On her show late last week, Kelly read aloud a message she received from Abe Greenwald, executive editor of Commentary Magazine. With heavy sarcasm, Greenwald praised her “stellar work” in amplifying, as he put it, “the paranoid conspiracy theory of a well-known lunatic Jew-hater” – a reference to Candice Owens.
In sending this message, Greenwald cast Kelly as complicit with figures like Owens and Tucker Carlson, who repeatedly peddle conspiratorial narratives about Israel. It was a lazy and ultimately self-defeating way to address Kelly.
Still, no one should be exempt from criticism.

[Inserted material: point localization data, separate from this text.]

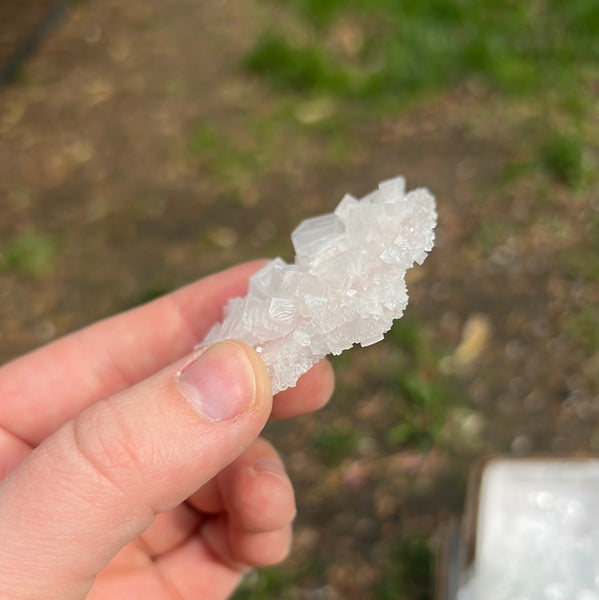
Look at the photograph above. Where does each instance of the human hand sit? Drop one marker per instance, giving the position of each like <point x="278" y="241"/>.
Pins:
<point x="130" y="472"/>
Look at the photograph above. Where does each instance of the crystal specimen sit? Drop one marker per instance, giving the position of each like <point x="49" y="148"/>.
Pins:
<point x="345" y="287"/>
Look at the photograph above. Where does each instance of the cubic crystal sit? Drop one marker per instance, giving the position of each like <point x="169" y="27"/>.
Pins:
<point x="346" y="287"/>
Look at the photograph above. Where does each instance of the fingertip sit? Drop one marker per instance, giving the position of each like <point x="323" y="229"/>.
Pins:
<point x="312" y="391"/>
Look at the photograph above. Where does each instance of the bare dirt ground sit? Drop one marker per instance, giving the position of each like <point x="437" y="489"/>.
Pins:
<point x="95" y="164"/>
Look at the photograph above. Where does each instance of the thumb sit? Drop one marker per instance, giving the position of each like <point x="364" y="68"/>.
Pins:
<point x="97" y="483"/>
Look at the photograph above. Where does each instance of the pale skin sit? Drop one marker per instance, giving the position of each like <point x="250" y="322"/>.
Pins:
<point x="114" y="486"/>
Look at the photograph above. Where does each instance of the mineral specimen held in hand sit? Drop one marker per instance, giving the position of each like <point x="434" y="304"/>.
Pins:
<point x="346" y="285"/>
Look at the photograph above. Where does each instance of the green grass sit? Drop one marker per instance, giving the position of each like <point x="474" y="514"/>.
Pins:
<point x="411" y="47"/>
<point x="31" y="254"/>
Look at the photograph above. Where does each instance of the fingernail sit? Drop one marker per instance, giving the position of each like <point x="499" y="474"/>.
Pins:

While Greenwald and others fail to distinguish between genuine enmity and flawed judgment, Kelly blurs that distinction by sometimes withholding the sharp scrutiny she otherwise applies so well. In particular, when Carlson makes claims about Israel (or American foreign policy more generally) that Kelly herself regards as wrong, she doesn’t press him on those points.
Kelly seems intent on avoiding what she considers unhelpful infighting on the political Right. And by her own account, she does not appreciate being told to sever her friendship with Carlson over his words. Whether only one of these motives is at play, or both are, her instinct is understandable – and perhaps even admirable.
But neither political sensitivity nor friendship can justify letting falsehoods pass without challenge, least of all for someone who built her reputation on calling things as they are. The fair ask of Kelly is simple: stay friends if you like, but the truth comes first. If someone you care about says something false, correct them – especially if they do it over and over again.
Kelly has applied this standard with people across the political spectrum, including those she describes as friends, but notably not with Carlson. She often downplays his far-fetched assertions – bizarre, historically inaccurate, and empirically unsound takes – by suggesting he simply hates war and doesn’t want America getting dragged into unnecessary foreign conflicts. But Carlson’s fear, while indeed rooted in the Iraq War, has long since hardened into paranoia. His deep mistrust of US military action has curdled into conspiracy thinking, reinforced week after week by obsessively anti-Israel guests. Excusing Carlson by saying “he just hates war” is like giving Bernie Sanders a pass on socialism because “he just hates greed.”
A similar pattern appears with Candace Owens, who, immediately after Charlie Kirk’s assassination, seized the chance to grossly distort his recent interactions with billionaire hedge fund manager Bill Ackman. She offered a framing of those interactions that lacked evidence, portraying Kirk as wavering in his support for Israel (and bullied by Ackman for doing so) shortly before his death – a version of Kirk that Owens prefers, but one that never existed in reality.
Earlier this month, Kelly defended Owens by citing her own August conversation with Kirk as aligning with Owens’s claim. Michael C. Moynihan disputed that reading on air with Kelly, noting that even in the early August conversation, Kirk wasn’t wavering on Israel at all, but was rather bemoaning the way some pro-Israel voices respond to criticism of the Jewish state. That distinction matters: it’s the difference between Owens reporting and Owens making things up. Moynihan’s point, however, seemed to pass without acknowledgment from Kelly.
It is unfair to chastise Kelly for associating with people who don’t like Israel. But it is entirely fair to criticize her for failing to challenge commentators in her orbit when they promote baseless nonsense – something Carlson and Owens do regularly. There’s no problem platforming them, but for it to be journalism, she must also push back. Failing to do so warrants disappointment. Invoking Tucker’s friendship won’t – and shouldn’t – cut it.